Lillianwei-h / CToT

Code release for paper Generating Chain-of-Thoughts with a Direct Pairwise-Comparison Approach to Searching for the Most Promising Intermediate Thought
https://arxiv.org/abs/2402.06918
0 stars 0 forks source link

Consultation #1

Open cyf20 opened 1 month ago

cyf20 commented 1 month ago

Hello author, is this code complete? I am very interested in this paper and code, and would like to study it, is that OK? Please reply me if you see it

Lillianwei-h commented 1 month ago

Yes, the code is complete as long as you put your OpenAi api key in api_key.yaml. But be aware that CToT costs much more tokens than normal CoT.

cyf20 commented 1 month ago

Thank you very much for your response. Could you please let me know how high the CTOT cost is? May I reach out to you again if I have any further questions? Once again, I appreciate your reply!

Lillianwei-h commented 1 month ago

It costs about 30 to 50 times as much as CoT, depending on your parameters(including n_select_sample and max_round). But by using the latest OpenAI models, it may cost less.

cyf20 commented 1 month ago

Thank you once again for your reply. Much appreciated!

Lillianwei-h commented 1 month ago

You are welcome~

cyf20 commented 4 weeks ago

Hello, author. May I ask if it's possible for us to exchange contact information? I have a few questions I'd like to ask for your guidance. Thank you very much!

cyf20 commented 4 weeks ago

Hello, author. In the game24 experiment, I did not see the accuracy being generated. In the AQUA experiment, after running it several times, I found that the accuracy differs significantly from what is reported in the paper. Could you please advise if there might be an issue here? I would appreciate your guidance. Thank you!

Lillianwei-h commented 4 weeks ago

For the first question, you need to check the filtered answer in ./outcomes dir and manually count the accuracy. For the second question, you need to modify the comparison prompts to few shots, for now they are simplified as templates for general tasks.
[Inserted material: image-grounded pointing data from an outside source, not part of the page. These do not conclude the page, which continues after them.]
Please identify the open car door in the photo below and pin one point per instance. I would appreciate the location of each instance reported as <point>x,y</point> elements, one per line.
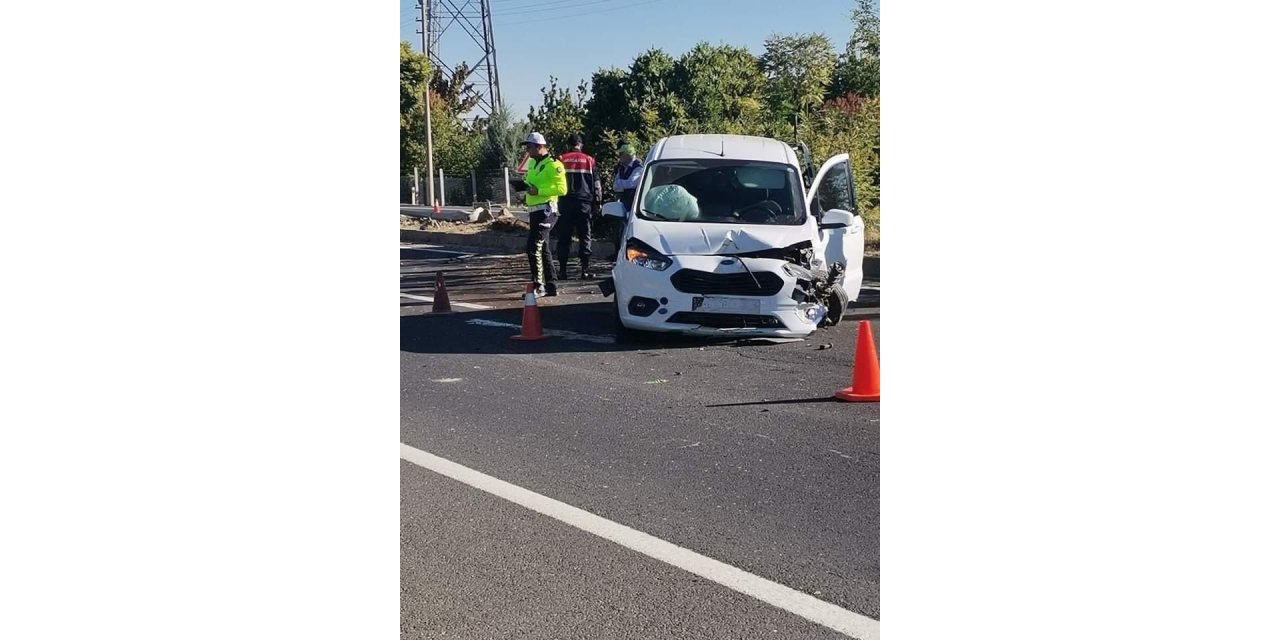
<point>840,229</point>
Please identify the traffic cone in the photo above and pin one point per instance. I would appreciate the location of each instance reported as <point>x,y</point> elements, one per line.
<point>440,300</point>
<point>865,384</point>
<point>531,324</point>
You may also change line 301 to 304 in tot.py to continue_zs=continue_zs+remained_zs, but this will largely increase token usage. I am sorry for the inconvenience.
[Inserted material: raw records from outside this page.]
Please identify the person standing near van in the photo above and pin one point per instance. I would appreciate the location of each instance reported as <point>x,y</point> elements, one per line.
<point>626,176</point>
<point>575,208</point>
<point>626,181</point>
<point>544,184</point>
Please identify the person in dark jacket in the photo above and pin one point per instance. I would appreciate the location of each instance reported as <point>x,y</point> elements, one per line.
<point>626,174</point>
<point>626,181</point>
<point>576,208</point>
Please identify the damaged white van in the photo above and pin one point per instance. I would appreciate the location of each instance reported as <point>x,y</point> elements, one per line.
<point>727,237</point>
cyf20 commented 3 weeks ago

Hello, author. I'm here to bother you again, haha. In this paper, where are the Standard method and Dueling method reflected in the code? I haven't been able to find them. Is the Standard method shown within the compare function? I am currently studying AQUA.

CYiF? @.***

 

------------------ 原始邮件 ------------------ 发件人: "Lillianwei-h/CToT" @.>; 发送时间: 2024年9月22日(星期天) 上午8:12 @.>; @.**@.>; 主题: Re: [Lillianwei-h/CToT] Consultation (Issue #1)

For the first question, you need to check the filtered answer in ./outcomes dir and manually count the accuracy. For the second question, you need to modify the comparison prompts to few shots, for now they are simplified as templates for general tasks. You may also change line 301 to 304 in tot.py to continue_zs=continue_zs+remained_zs, but this will largely increase token usage. I am sorry for the inconvenience.
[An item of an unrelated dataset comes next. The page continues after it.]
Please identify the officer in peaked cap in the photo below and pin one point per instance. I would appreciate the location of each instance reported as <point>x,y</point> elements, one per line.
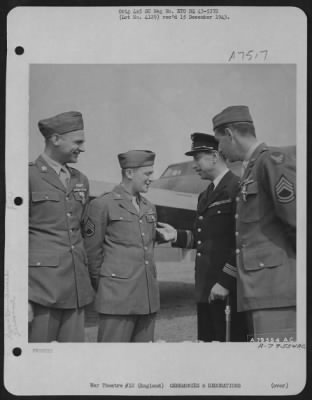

— Reply to this email directly, view it on GitHub, or unsubscribe. You are receiving this because you authored the thread.Message ID: @.***>

cyf20 commented 3 weeks ago

Hello,author, the cost of running the AQUA dataset is really high—just running it once costs nearly $20. I adjusted the parameters according to the experimental settings in the paper, but I found that the accuracy is still significantly lower than what was presented in the paper. What could be the reason for this? Could you please provide some guidance? Is it possible to exchange contact information? I would greatly appreciate it! Thank you!

Lillianwei-h commented 3 weeks ago

Hi, you can contact me via my email lillianwei423@gmail.com. Thank you for your interest in our work!

Lillianwei-h commented 3 weeks ago

The code we released is the standard version, even though the function name is dueling hhhh, and we'll change this error in the next release.